Indonesian Stock Exchange President Director Ito Warsito says the market has a history of volatility.
"If you look at the history of the Jakarta Composite Index, we experienced high growth in 2006-2007 - both years the index grew by more than 50 percent," said Warsito. "But in the year 2008, it also tumbled more than 50 percent because of the world financial crisis."
The rise is due in part to strong prices for Indonesia's natural resources, and to increased confidence in the country's political system.
Indonesia's Stock Exchange is small compared with Asia's heavy hitters, such as India. But Warsito says political stability and new regulations aimed at making it easier for companies to go public could expand it rapidly.
"We target that by the end of 2012 we should have 2.3-million investors," said Warsito. "Currently we have 350,000. People say they are quite skeptical, but I believe we have to work as hard as possible and we have to leverage the development of the Internet technology."

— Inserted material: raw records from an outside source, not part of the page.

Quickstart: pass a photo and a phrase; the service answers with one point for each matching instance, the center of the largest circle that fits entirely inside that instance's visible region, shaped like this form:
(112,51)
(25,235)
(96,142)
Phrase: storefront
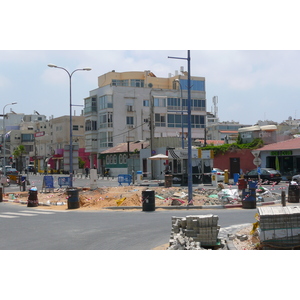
(202,164)
(282,156)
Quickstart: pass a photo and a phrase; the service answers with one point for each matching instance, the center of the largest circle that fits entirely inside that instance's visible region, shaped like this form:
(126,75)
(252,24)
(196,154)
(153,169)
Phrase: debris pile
(195,233)
(279,227)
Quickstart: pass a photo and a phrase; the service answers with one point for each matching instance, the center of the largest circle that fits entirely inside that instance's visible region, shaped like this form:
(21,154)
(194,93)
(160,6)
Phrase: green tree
(18,153)
(81,163)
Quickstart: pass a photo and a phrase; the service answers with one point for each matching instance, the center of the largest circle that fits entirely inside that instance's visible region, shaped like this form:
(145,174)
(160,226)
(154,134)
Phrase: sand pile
(124,196)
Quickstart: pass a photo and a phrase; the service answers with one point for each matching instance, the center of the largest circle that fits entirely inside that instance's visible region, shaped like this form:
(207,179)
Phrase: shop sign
(282,153)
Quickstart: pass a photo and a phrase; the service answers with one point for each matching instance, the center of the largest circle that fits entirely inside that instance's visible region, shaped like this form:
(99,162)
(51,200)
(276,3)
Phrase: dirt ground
(119,196)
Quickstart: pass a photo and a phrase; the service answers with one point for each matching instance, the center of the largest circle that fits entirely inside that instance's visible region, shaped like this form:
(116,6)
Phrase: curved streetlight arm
(71,125)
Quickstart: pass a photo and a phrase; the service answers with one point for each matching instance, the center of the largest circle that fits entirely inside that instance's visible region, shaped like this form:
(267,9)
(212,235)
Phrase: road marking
(38,212)
(20,214)
(1,216)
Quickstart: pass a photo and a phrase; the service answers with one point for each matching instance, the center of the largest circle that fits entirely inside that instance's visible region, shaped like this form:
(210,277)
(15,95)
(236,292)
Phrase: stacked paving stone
(279,226)
(194,232)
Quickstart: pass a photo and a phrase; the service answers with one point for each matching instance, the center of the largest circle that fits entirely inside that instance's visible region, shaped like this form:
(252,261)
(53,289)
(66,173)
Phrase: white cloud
(4,82)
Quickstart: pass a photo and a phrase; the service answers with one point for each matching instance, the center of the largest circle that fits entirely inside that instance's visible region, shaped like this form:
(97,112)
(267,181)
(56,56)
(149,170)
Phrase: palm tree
(18,153)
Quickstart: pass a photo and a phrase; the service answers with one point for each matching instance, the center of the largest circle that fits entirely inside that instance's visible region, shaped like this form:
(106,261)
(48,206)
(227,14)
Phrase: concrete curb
(190,207)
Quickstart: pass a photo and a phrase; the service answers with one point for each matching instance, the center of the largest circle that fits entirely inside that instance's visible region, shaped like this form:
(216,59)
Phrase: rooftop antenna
(215,102)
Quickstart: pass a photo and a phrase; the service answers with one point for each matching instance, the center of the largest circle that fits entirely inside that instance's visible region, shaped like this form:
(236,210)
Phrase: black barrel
(293,194)
(32,199)
(248,199)
(168,180)
(148,200)
(73,199)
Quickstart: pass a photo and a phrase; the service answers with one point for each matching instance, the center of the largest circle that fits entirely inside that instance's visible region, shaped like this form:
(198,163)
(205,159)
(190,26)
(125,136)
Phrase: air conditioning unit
(129,108)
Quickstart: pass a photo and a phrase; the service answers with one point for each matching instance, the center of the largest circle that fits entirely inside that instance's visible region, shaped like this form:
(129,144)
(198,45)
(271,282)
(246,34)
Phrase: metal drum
(148,200)
(73,199)
(293,193)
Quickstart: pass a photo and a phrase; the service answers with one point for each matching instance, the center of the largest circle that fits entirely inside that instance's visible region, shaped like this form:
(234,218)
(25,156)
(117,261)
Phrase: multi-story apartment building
(45,141)
(132,106)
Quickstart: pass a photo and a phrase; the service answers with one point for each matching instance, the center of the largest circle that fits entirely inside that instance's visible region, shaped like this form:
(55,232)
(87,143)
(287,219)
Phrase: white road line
(20,214)
(38,212)
(8,217)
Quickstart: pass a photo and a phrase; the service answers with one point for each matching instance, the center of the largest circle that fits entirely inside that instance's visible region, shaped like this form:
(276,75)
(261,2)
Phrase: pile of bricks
(194,232)
(279,226)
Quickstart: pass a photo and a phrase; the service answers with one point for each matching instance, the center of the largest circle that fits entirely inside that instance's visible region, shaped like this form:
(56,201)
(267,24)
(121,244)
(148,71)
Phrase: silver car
(219,173)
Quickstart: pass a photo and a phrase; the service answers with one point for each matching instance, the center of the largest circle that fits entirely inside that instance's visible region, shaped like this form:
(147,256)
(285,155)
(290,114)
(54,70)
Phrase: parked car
(12,171)
(219,173)
(296,178)
(268,175)
(9,170)
(30,168)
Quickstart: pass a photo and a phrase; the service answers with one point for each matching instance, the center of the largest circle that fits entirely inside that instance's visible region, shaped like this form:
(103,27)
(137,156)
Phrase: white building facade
(133,106)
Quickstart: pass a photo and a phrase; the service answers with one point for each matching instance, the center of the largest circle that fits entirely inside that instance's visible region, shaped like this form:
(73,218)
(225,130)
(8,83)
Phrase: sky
(251,85)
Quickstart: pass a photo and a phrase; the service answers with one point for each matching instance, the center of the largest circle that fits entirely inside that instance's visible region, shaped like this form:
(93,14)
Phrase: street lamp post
(4,142)
(71,125)
(190,178)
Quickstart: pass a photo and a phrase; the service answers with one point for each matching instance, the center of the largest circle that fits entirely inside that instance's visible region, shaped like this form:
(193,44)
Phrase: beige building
(132,106)
(44,140)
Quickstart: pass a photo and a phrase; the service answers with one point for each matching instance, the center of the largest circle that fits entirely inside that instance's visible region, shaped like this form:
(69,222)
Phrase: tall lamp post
(71,125)
(181,100)
(190,178)
(4,142)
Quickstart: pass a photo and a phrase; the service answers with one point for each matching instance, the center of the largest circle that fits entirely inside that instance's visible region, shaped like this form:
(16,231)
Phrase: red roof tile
(285,145)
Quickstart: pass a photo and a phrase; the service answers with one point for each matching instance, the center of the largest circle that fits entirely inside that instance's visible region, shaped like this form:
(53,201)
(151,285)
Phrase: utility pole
(151,132)
(190,169)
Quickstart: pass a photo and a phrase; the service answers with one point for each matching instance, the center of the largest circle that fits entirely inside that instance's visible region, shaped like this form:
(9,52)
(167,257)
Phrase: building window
(116,82)
(106,139)
(106,120)
(105,102)
(90,105)
(159,102)
(27,137)
(137,82)
(174,103)
(160,120)
(196,85)
(129,121)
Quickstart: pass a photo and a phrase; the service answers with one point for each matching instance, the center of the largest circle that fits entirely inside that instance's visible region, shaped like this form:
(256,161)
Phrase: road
(23,228)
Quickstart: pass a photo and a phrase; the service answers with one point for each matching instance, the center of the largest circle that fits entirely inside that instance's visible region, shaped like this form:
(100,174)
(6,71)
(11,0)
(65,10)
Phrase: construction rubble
(195,233)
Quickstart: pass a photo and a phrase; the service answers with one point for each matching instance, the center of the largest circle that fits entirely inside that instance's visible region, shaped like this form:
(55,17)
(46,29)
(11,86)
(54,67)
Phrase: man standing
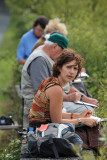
(28,39)
(38,67)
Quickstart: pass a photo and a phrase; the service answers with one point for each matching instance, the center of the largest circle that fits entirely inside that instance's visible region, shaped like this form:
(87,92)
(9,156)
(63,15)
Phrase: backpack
(6,120)
(54,140)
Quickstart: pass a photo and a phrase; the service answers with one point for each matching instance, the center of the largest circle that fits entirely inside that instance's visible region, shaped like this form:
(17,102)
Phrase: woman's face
(69,71)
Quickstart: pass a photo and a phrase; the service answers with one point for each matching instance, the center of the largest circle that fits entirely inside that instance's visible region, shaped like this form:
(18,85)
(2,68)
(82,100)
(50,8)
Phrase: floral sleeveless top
(40,111)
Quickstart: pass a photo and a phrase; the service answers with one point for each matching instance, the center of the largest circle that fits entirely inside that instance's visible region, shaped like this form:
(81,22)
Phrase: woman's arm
(75,95)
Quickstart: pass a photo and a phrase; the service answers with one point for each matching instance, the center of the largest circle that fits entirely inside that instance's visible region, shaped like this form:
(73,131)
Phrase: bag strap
(52,144)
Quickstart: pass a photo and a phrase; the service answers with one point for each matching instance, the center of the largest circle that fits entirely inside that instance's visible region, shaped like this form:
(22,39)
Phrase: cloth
(26,109)
(70,107)
(40,111)
(81,87)
(27,88)
(90,137)
(39,64)
(26,44)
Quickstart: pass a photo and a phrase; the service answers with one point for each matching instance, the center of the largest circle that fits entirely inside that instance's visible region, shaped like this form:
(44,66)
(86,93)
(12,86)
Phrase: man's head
(55,44)
(39,25)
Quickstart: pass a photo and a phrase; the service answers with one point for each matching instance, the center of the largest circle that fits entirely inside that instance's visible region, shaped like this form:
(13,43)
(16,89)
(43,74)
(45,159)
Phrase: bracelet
(81,97)
(79,122)
(72,115)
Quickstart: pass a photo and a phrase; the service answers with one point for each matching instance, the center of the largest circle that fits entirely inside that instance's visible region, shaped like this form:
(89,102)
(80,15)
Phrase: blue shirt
(26,44)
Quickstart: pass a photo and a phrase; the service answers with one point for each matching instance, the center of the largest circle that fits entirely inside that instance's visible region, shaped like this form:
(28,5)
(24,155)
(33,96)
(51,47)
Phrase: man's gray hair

About two-thirds of Indonesia's stocks are held by foreign investors, which worries those who watched Thursday as a rebound in the dollar dragged down regional markets.
Warsito says his goal of doubling the stock market's value will depend on a stronger domestic presence.
"I do not think we can balance the foreign investors because when the domestic investor base is developing, there will be more foreign investors also," said Warsito. "So in terms of composition, foreign investors will still dominate the ownership of free flow stocks, but at least we can achieve a widespread investor base, not only in Java, but also in the whole part of Indonesia."
Warsito hopes to have state-owned companies listed on the exchange, as well as the Indonesian units of mining giants Freeport McMoRan Copper and Gold and Newmont Mining Corporation. He also says by improving risk management, market transparency and law enforcement, Indonesia can convince domestic investors that it is a safe place to put their money.